The US yield curve inversion deepened on Tuesday to levels not seen since 2007, rekindling fears of a looming recession that spurred a sell-off on Wall Street and stoked even more safe-haven demand for government bonds, Reuters reports.
“As the curve inverts further, it has inspired more long-end buying,” Mike Lorizio, head of Treasuries trading at Manulife Asset Management in Boston, told Reuters.
The yield curve often inverts prior to a US recession.
The Treasury Department sold its latest two-year, fixed-rate note supply at a yield of 1.516 percent, which was the lowest at an auction of this maturity since September 2017.
On the open market, 10-year Treasury yields stood at 1.488 percent, down 5.60 basis points on the day. They reached a three-year low of 1.443 percent on Monday.
The yields on two-year notes were 1.531 percent, down 2.00 basis points.
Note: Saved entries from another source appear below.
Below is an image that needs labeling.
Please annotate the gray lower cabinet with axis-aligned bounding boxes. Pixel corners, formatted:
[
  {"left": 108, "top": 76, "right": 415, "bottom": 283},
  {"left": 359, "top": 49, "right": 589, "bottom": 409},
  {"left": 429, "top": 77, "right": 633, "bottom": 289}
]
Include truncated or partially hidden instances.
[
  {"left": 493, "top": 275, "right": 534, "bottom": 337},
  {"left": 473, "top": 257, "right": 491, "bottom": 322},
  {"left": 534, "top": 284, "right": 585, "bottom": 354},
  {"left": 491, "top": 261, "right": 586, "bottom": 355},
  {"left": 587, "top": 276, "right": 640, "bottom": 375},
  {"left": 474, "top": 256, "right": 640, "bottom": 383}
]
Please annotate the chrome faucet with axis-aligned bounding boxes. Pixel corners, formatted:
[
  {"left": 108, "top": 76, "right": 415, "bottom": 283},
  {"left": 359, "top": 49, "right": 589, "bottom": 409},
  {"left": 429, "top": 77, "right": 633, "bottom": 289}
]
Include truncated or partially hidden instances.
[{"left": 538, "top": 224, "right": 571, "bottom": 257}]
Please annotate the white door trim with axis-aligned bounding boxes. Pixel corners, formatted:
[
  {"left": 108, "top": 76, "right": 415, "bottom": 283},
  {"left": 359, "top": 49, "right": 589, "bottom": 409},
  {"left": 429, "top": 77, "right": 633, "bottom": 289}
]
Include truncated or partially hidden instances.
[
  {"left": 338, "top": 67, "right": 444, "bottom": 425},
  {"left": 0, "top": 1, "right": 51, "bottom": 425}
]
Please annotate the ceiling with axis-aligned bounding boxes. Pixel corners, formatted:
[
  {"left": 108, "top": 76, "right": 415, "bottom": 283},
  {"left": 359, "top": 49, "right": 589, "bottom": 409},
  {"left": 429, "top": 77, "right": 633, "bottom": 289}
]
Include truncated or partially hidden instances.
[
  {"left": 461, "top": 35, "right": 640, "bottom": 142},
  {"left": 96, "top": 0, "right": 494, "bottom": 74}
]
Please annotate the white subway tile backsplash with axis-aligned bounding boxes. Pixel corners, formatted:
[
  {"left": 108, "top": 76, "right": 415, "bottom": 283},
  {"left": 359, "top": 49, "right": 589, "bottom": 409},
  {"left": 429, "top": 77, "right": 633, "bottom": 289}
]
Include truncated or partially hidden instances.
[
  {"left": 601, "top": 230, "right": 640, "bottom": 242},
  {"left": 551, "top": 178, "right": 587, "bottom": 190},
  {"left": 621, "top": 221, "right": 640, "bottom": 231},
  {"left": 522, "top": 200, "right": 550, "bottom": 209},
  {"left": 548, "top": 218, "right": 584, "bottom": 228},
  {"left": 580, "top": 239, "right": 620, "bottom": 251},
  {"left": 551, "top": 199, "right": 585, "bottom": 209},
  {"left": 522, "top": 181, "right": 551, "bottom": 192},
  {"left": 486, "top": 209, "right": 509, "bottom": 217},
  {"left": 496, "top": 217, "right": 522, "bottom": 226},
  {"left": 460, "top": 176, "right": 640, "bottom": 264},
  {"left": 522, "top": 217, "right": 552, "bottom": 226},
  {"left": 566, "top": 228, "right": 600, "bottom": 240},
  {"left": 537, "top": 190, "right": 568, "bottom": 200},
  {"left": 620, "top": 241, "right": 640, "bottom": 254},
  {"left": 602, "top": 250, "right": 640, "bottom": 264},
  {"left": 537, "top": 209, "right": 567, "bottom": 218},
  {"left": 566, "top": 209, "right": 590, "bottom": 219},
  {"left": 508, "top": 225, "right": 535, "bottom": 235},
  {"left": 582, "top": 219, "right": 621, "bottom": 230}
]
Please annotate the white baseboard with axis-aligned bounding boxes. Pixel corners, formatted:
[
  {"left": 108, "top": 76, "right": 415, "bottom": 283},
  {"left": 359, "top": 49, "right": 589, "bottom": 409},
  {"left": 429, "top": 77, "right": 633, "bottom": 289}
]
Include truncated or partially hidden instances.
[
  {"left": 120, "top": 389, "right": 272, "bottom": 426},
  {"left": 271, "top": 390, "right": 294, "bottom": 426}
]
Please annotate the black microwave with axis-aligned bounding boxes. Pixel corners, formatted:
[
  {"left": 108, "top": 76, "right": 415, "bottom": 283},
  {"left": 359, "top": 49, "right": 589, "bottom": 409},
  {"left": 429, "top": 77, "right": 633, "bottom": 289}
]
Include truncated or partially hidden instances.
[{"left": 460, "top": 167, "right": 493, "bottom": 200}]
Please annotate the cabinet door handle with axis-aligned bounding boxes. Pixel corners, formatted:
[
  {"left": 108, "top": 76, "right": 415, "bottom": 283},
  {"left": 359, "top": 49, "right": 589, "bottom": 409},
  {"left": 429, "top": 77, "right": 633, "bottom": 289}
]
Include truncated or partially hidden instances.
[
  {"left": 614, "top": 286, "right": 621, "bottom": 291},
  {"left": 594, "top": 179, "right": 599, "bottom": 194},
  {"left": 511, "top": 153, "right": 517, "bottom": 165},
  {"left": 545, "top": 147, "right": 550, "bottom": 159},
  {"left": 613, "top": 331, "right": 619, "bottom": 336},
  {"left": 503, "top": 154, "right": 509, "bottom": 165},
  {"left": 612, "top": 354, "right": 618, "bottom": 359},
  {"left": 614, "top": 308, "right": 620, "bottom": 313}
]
On Monday, they declined to 1.449 percent, the lowest since September 2017.
The spread on three-month T-bill rates over 10-year yields grew as wide as 52 basis points, a level not seen since March 2007, according to Refinitiv data.
The deepening curve inversion reflects investors’ nervousness about a recession and uncertainties over the trade conflict between China and the United States.
On the stock market, the Dow Jones Industrial Average closed down nearly 0.5 percent, while the S&P 500 index and the Nasdaq Composite shed more than 0.3 percent each.